James always blamed me for the gulf between us and our daughter. He left me after Kay’s funeral, but his heart gave out before the divorce was final, whether from grief or stress or coincidence.

I wish I could take my case back to one or any moment during that time, to pull them back to me. Or, if not that, just to have them again as I push them from me — an arm’s length away is closer than six feet deep. But the past is Hermetically sealed, even to my machine.

I’ve already purchased the bare plot to the right of James, but I won’t need it for twenty-eight years. Now I’m saving up for the Catholic rest home in town, the best in the county, since I will have no one to tend to me but myself, and only on Sundays.

I drive back to my shop. Small blocks of exotic wood lie scattered on the workbench. I reach for a piece of purpleheart I rounded on the lathe, then hesitate. Instead, I select ebony. I pick up a gouge and carve.

Slivers of the past fall away with each splinter. Soon I think of nothing but the piece hidden in the grain and, after a while, I finish the crenellated parapet of a rook.

“What’s this?” she asks as I hand her the box. It’s wide, long, and thin, like a box of chocolates.

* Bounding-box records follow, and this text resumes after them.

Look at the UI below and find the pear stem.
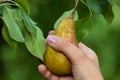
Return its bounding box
[68,0,79,19]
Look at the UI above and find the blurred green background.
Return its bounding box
[0,0,120,80]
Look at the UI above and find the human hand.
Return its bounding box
[38,30,103,80]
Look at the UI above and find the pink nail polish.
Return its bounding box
[47,35,58,43]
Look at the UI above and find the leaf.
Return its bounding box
[2,26,17,49]
[75,18,92,42]
[15,0,30,14]
[75,0,92,42]
[103,5,114,24]
[54,9,78,29]
[2,6,24,42]
[86,0,102,13]
[87,0,114,24]
[20,9,37,37]
[25,27,46,60]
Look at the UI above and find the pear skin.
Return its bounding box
[44,18,77,75]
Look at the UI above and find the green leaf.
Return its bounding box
[2,26,17,49]
[20,9,37,37]
[2,6,24,42]
[54,9,78,29]
[75,0,92,42]
[25,27,46,60]
[75,17,92,42]
[86,0,102,13]
[15,0,30,14]
[103,5,114,24]
[87,0,114,24]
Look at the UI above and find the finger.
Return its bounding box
[47,35,86,64]
[78,42,99,66]
[38,64,51,79]
[38,64,59,80]
[48,30,54,35]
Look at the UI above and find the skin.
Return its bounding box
[38,31,103,80]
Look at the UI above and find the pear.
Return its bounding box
[43,0,79,75]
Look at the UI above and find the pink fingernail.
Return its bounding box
[47,35,58,43]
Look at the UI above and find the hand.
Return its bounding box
[38,32,103,80]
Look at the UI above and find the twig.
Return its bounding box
[69,0,79,19]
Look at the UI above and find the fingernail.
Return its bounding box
[47,35,58,43]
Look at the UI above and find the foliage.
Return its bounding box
[0,0,120,80]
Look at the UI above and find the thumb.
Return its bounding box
[47,35,85,65]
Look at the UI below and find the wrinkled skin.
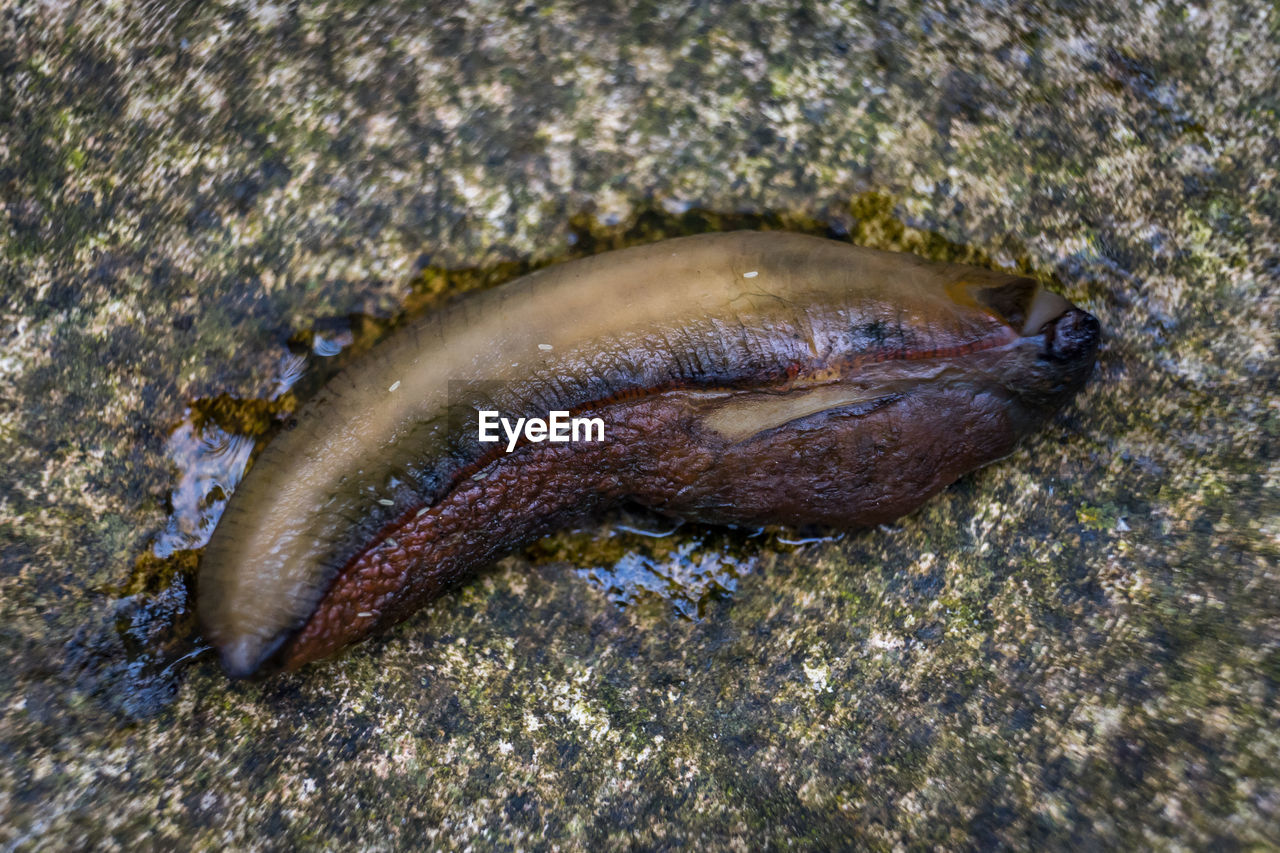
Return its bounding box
[200,232,1098,675]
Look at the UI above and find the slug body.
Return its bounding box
[198,232,1098,675]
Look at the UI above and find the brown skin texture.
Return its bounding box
[197,232,1098,676]
[288,358,1016,669]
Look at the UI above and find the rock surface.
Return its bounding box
[0,0,1280,849]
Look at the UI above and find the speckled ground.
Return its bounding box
[0,0,1280,849]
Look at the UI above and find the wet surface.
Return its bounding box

“A gift, Mom,” I say. “Open it.”

She pulls the ribbon and lifts the top. Laid out in four rows is the chess set I’ve made over the past month, of ebony and olivewood. She picks up the kings of each color.

“They’re beautiful, Kay,” she says.

She smiles, eyes beaming, and it warms my heart.

“You made these?” she asks.

I nod, with a strangely proud smile spreading across my face. But her eyebrows draw together in suspicion. She turns her eyes up and left, as if she’s trying to call something elusive to mind.

“Mom?”

She looks at me, and I see something change in her.

She puts the pieces back in the box and places it aside, then leans out and places a pale hand on my own. She looks into my eyes, and I into hers. I see the peanut-brown of her irises, not the forest-floor hue of Kay’s, and I know she sees the same because within her eyes shines a spark of recognition. A spark that fades into sorrow.

“You’re so good to visit me,” she says, voice breaking. “All we’ve got is each other.”